Siente que ese es su lugar, que allí debe estar esta noche a esta hora. Circula a veinte, quizás a menos. Mira a un lado y otro de la avenida buscando a alguien, no necesariamente a un pasajero, solo a alguien. Ése es su lugar, eso siente. Está sereno. Transita con el brazo izquierdo asomando por la ventana, recostado en su viejo respaldo de bolitas de madera. Está fumando; de tanto en tanto detiene su mirada en el rosario que cuelga del espejo retrovisor. Escucha a Sandro.

Al llegar a la Plaza su tranquilidad se altera. Se sorprende.

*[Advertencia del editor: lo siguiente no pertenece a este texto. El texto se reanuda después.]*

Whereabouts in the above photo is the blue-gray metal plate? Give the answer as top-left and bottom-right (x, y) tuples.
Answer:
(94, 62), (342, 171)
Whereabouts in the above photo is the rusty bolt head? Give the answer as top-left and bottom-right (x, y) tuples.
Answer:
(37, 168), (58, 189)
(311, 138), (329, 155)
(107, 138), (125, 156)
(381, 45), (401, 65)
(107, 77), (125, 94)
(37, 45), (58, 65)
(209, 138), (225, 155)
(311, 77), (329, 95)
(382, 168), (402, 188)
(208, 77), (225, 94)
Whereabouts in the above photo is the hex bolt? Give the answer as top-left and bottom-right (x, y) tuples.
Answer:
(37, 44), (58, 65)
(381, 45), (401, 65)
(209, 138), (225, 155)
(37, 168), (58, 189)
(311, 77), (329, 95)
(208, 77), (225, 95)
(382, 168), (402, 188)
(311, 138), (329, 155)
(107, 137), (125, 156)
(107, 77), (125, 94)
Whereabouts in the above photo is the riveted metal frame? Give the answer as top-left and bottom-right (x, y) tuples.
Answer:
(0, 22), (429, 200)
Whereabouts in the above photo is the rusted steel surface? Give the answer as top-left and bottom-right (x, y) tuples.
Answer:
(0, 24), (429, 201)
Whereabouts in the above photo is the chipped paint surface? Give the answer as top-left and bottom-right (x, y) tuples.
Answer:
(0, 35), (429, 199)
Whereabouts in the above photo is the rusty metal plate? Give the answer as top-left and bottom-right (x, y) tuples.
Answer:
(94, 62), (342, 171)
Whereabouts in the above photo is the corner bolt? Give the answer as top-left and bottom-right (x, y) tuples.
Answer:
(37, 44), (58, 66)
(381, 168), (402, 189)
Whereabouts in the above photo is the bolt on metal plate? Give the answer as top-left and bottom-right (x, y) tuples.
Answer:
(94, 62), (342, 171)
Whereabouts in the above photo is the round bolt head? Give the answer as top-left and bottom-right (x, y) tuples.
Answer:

Se sorprende porque hace tiempo que no se estremece al pasar por allí. Se pone algo nervioso, tira el pucho por la ventana, se acomoda en el asiento, se arrima al cordón de la vereda, baja la velocidad aún más, apoya el brazo derecho sobre el respaldo del asiento del acompañante, acerca su cuerpo a la ventana y da un vistazo largo, lento. Mira. Recorre el borde de la Plaza y al llegar a la esquina de Artigas detiene el viejo Renault y permanece en posición expectante con el auto quieto; con cierto automatismo en el movimiento, desliza la palma de su mano izquierda sobre la gastada visera del conductor, sobre su visera. El semáforo está en verde pero él no avanza, se queda inmóvil. Suenan las campanas de San José de Flores, todos brindan en el Odeón, que está repleto. Barrientos se queda mirando la esquina de la Plaza, que está vacía, como si en verdad apreciara el espectáculo que ofrecen la vereda, el pasto, los bancos y los árboles coloreados por el resplandor de los fuegos artificiales apareciendo y desapareciendo caprichosamente ante su vista.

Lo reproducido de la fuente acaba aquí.